In advance of tomorrow morning’s hearing, here are some highlights from Powell’s testimony on where NCTA stands on the issue, and potential a path forward.
NCTA supports an open internet:
“All major stakeholders support the establishment of binding rules, which is why the broadband industry has consistently engaged with Congress and other policymakers on establishing durable and enforceable requirements. Moreover, there is a fairly consistent consensus about what the rules should be. Since 2004, when I outlined the four internet freedoms while serving as the FCC Chairman, we have found common ground around the basic tenets of net neutrality rules: There should be no blocking or throttling of lawful content. There should be no paid prioritization that creates fast lanes and slow lanes, absent public benefit. And, there should be transparency to consumers over network practices.”

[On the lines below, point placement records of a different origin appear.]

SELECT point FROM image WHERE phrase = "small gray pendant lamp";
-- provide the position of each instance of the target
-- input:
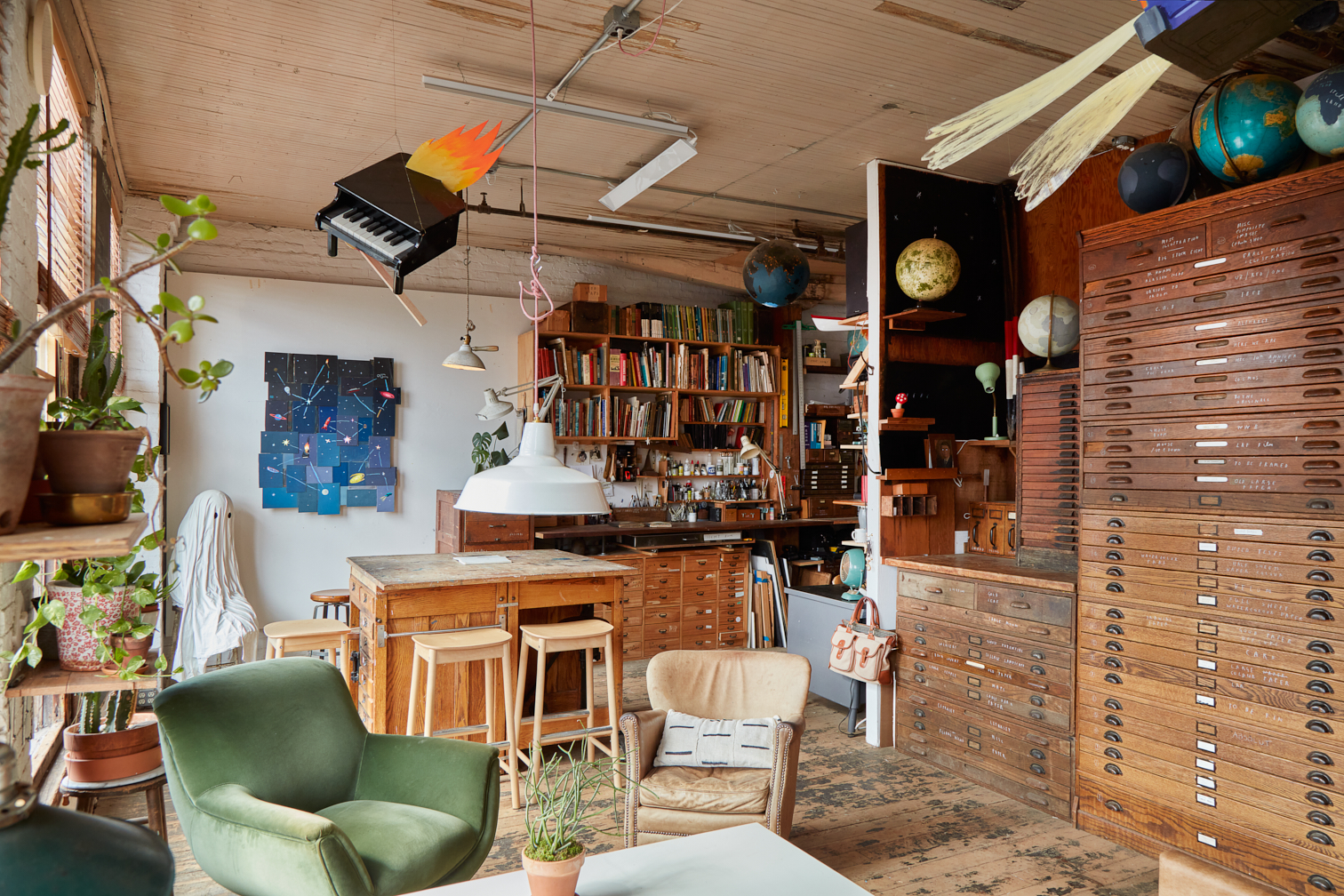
(465, 357)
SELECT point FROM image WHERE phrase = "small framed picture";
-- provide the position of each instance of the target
(941, 451)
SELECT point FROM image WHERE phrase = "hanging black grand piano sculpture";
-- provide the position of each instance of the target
(404, 212)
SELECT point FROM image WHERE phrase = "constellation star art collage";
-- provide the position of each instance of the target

FCC doesn’t have the tools to make rules:
“The FCC has struggled to adopt sustainable rules because it lacks a clear basis of jurisdiction on which to moor net neutrality rules that would apply to internet service providers. Figuring out what the rules should be has not been the problem. Rather, the problem for the Agency has been how to adopt appropriately targeted rules in the absence of clear congressional direction. If authority is the problem, congressional action is the answer.”
“The FCC’s statutory authority was drafted in an era that predates the rise of the internet. Congress has not comprehensively addressed communications policy since 1996, eons ago in internet time. Trying to address a contemporary question using antiquated tools requires the Commission to engage in contorted legal gymnastics.”
“By trying to fix the jurisdiction bug, the FCC ended up introducing a new more damaging one that is fraught with unintended and unexplored consequences that could severely harm the internet ecosystem. Moreover, Title II shattered the strong bipartisan consensus and politicized the issue, guaranteeing that the rules would swing wildly with every election.”
The status quo isn’t working:
“In software programming, an infinite loop is defined as “a piece of coding that lacks a functional exit so that it repeats indefinitely.” Similarly, the net neutrality issue is caught in an infinite loop. It is high time to debug this debate—avoiding approaches that will only perpetuate it—and reach a bipartisan resolution that puts in place a sound and enforceable set of rules.”
On Title II:
“As Congress once again takes up this issue, it is important to recognize that Title II is not a synonym for “strong net neutrality” as some advocates breezily maintain. In fact, Title II is entirely distinct from net neutrality and is an unnecessary precondition for Congress to establish strong net neutrality requirements coupled with strong enforcement”
“Given the great dangers and slim benefits of Title II, and the unquestionable fact that Congress can adequately protect net neutrality without it, Congress has the opportunity and the tools to rewrite the script and end the infinite loop. Unlike the regulators, this institution has the constitutional power to create new legal authority.”